Mark: Now. I have little sentiment for my musical past. I only feel sentiment for people. As soon as I finish a record I rarely listen to it but the past few DVOA records have been special to me because of those who have contributed to them. Creates a kind of collective identity that makes me more able to listen to them with objectivity. I suspect I could have said the same thing at any point in my journey.
ID:UD: You have a vast selection of influences and musical tastes. Is there a style of music everyone should include in their collection?
Mark: I have an eclectic taste. My only sense is this: don’t overlook or ignore because of the fact that you feel attracted to one genre. I think this is dangerous and leads to people making myopic music.
“Active listening is at the heart of successful collaboration.”
ID:UD: In the past you worked on albums by sending cassettes out in the mail. How has your approach changed over the years?
Mark: I send files out now. It’s much easier and quicker. There is so much tosh written about the act of creativity. Sharing files is as creative a process as getting together with people in a studio: probably more so, because so much time in a studio is wasted. File sharing is liberating the act of making music and studios are often dead creative spaces to me. I’ve seen great music being assembled on a laptop on a train, not by me you understand.

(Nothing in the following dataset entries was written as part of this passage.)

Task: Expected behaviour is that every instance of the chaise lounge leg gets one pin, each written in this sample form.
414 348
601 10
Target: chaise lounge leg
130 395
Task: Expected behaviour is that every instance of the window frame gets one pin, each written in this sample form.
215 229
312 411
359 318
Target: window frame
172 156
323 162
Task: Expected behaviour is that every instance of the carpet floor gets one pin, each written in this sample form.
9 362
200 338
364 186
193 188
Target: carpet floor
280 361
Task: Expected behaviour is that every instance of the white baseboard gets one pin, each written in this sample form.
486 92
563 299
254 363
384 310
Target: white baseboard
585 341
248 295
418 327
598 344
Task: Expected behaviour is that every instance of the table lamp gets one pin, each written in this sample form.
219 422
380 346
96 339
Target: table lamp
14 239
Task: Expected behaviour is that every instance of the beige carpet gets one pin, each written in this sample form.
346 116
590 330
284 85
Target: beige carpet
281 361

I need silence, I need my own space and I have to work to create fertile ground. I genuinely like improvising with friends, but I have to feel something in common with them and I never, ever jam. That is such a redundant, lazy word. Active listening is at the heart of successful collaboration.
ID:UD: You’ve always done the artwork and special packaging design of each of your albums, what’s the importance of that part of the release to you?
Mark: Well, actually I haven’t! I have done most of the art but from time to time I get bored by my work and have been lucky to work with a number of friends who have done art for me. It’s just an extension of how I prefer to work. I want to take risks and by creating bridges with those whose art I admire, I think it adds an ingredient that I can’t provide. So Paul Bilger, David Babbitt, Mark Pilon, Marco Roberti, Mary Cassidy and others have helped me and it feels so much better for working with them. Really helps to create a distance for me between the total of my effort and the product. I like to feel as though I am looking at someone else’s work. Helps me to appreciate what it is and not just look at it, feel it and say to myself, “Ugh, I could have done so much better if only…”
ID:UD: There’s a mention on your website of a DVOA Box set in the works, what do you plan to include in it?
Mark: It’s a box to contain all of the collected 7 inch singles that we are releasing on Tourette Records, collaborations with a wide variety of artists to celebrate the 20th anniversary of DVOA.